Alors j'ai appris à danser... je vais te dire la vérité, j'ai appris à danser avec un disque de La Piriñaca qui s'appelait "Cuatro veces veinte años", et bien sûr avec le disque "Canta Jerez", avec cette fiesta de la buleria où il a El Borrico, Sordera, El Serna, Diamante Negro... Je voyais beaucoup de baile évidemment, et je me damnais pour toutes les gitanes de Jerez, pour La Juana la del Pipa, La Chicharrona, j'en étais folle. Je regardais où elles rémataient... j'avais le compas, je ne sais pas pourquoi mais j'ai eu cette facilité...

Alors quand je suis arrivée chez Angelita j'étais un chat sauvage, mais elle s'est rendue compte que j'avais un compas très développé - à force de m'écouter, je me faisais les palmas et je m'écoutais - , une connaissance du cante naturelle par mon père aficionado... et tout ça m'a facilité l'apprentissage technique. Quand j'ai commencé à l'âge de dix ans Angelita m'a demandé "Tu sais danser por solea ? oui" , "Tu sais danser por seguiriya ? oui" et cela l'a impressionnée.
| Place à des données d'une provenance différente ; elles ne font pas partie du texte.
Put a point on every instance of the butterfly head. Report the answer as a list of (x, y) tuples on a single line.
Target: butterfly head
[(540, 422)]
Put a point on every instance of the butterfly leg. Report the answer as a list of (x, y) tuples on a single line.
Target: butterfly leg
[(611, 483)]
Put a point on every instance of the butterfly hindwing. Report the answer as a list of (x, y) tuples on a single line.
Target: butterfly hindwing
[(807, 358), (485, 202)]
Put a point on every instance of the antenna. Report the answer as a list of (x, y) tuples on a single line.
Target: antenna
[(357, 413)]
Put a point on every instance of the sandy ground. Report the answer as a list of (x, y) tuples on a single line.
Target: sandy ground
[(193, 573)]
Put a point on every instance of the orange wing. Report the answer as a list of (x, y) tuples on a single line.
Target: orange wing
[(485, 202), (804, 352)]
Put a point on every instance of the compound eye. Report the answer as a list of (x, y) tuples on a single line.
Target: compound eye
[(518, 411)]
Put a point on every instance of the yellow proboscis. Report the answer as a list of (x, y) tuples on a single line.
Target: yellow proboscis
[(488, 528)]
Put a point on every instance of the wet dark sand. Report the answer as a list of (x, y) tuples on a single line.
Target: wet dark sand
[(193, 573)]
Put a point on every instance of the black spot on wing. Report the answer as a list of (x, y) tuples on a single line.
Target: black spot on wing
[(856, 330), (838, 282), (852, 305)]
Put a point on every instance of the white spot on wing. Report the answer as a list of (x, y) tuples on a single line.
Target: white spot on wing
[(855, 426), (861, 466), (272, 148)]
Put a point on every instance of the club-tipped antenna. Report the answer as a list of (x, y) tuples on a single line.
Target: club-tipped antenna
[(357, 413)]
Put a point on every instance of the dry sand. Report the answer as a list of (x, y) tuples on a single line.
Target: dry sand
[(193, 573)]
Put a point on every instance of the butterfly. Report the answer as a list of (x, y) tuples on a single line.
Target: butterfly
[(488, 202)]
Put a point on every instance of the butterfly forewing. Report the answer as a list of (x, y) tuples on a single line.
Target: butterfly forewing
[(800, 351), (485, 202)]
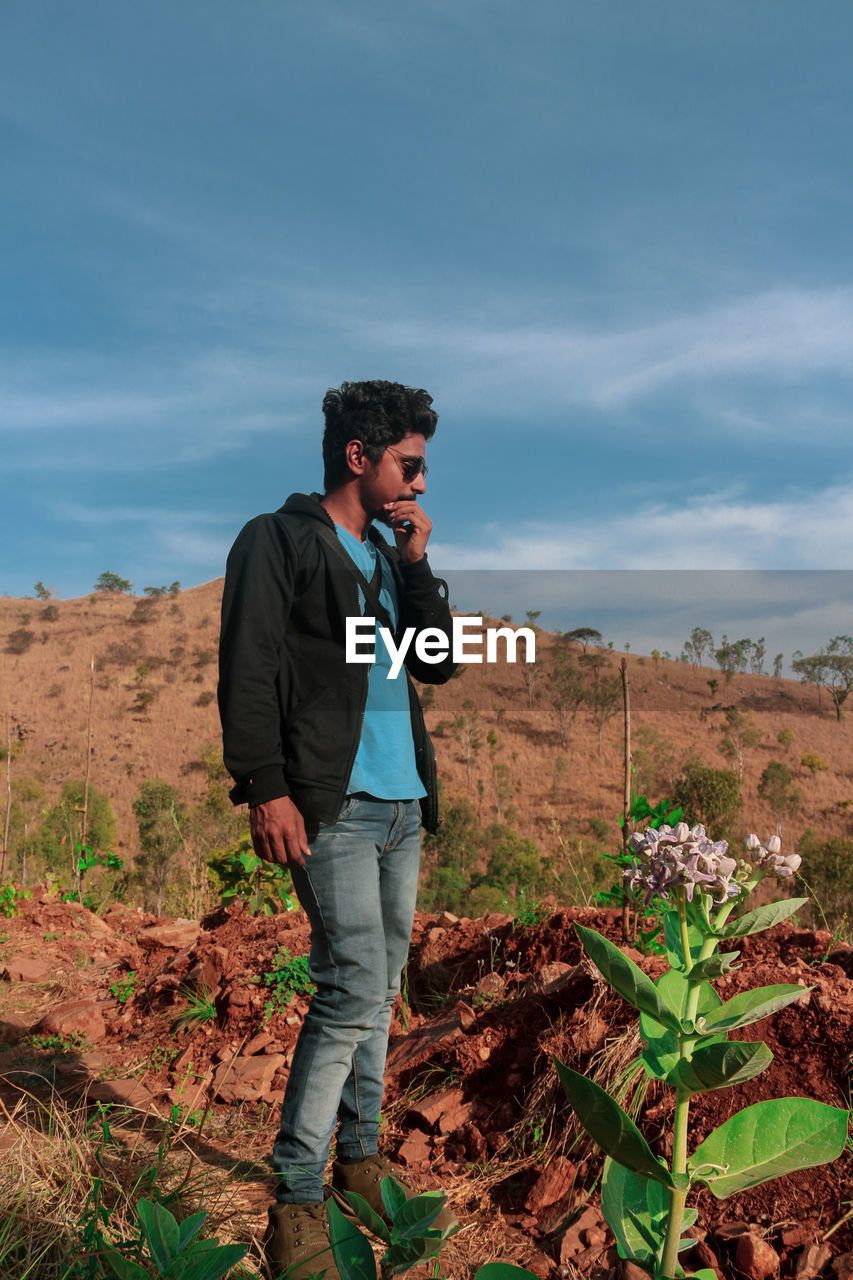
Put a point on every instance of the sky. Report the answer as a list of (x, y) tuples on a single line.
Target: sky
[(614, 242)]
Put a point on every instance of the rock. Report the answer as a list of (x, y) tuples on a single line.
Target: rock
[(174, 936), (466, 1018), (571, 1243), (812, 1261), (756, 1257), (246, 1079), (843, 1266), (706, 1257), (406, 1051), (443, 1111), (552, 1185), (26, 969), (550, 978), (539, 1265), (258, 1043), (475, 1143), (415, 1151), (122, 1092), (632, 1271), (489, 986), (843, 958), (73, 1018)]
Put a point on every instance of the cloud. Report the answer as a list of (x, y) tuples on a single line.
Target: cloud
[(705, 531), (783, 336)]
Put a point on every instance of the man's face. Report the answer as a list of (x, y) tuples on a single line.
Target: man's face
[(397, 476)]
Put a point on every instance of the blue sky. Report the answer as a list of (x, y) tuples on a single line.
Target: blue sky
[(612, 240)]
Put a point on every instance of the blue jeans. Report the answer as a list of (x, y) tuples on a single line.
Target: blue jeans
[(359, 891)]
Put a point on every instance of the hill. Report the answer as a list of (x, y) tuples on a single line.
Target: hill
[(154, 714)]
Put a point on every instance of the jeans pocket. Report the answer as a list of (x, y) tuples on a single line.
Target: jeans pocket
[(349, 805)]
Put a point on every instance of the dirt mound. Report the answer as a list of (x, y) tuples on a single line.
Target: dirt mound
[(191, 1015)]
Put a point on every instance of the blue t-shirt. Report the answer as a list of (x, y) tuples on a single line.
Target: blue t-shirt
[(384, 764)]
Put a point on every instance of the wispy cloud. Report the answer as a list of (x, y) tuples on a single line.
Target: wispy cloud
[(783, 336), (708, 531)]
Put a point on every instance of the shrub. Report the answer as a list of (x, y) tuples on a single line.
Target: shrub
[(828, 867), (18, 641)]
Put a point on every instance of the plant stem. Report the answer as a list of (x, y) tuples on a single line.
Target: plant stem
[(678, 1196), (683, 929)]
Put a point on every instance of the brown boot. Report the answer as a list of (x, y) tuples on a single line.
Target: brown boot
[(365, 1178), (296, 1244)]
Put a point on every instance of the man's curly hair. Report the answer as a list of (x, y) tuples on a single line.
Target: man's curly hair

Je ne savais pas techniquement monter une chorégraphie ni une escobilla, mais je savais où remater le cante, remater por solea, comment on rématait por buleria... même si je faisais le pas de buleria à ma façon, mais j'étais à compas, et cela la surprenait beaucoup, car ce chemin je l'avais déjà fait. Et je me souviens la première fois que je suis allée chez Angelita, il y avait Fernando Terremoto hijo qui nous accompagnait à la guitare, tu te rends compte... et Fernando me disait "Allez petite, danse por solea !". J'ai dansé de tout. Et deux mois plus tard je dansais déjà avec Tomasito, Manuel Moreno son frère, et Manuel Soto Sordera qui était artiste invité par Manuel Morao qui dirigeait un groupe d'enfants qui s'appelait "España Jerez". J'ai intégré ce groupe après seulement deux mois avec Angelita. Et à partir de là j'ai commencé à travailler et j'ai appris beaucoup directement de cette façon. Angelita m'a encouragée, mais j'ai eu la chance à l'âge de dix ans de commencer avec Manuel Morao, Parrilla de Jerez, Paco Cepero, Ana Parrilla, toute la famille d'El Pipa... les plus grands. J'ai eu la chance de travailler avec eux dès l'âge de dix ans alors j'ai appris beaucoup auprès d'eux.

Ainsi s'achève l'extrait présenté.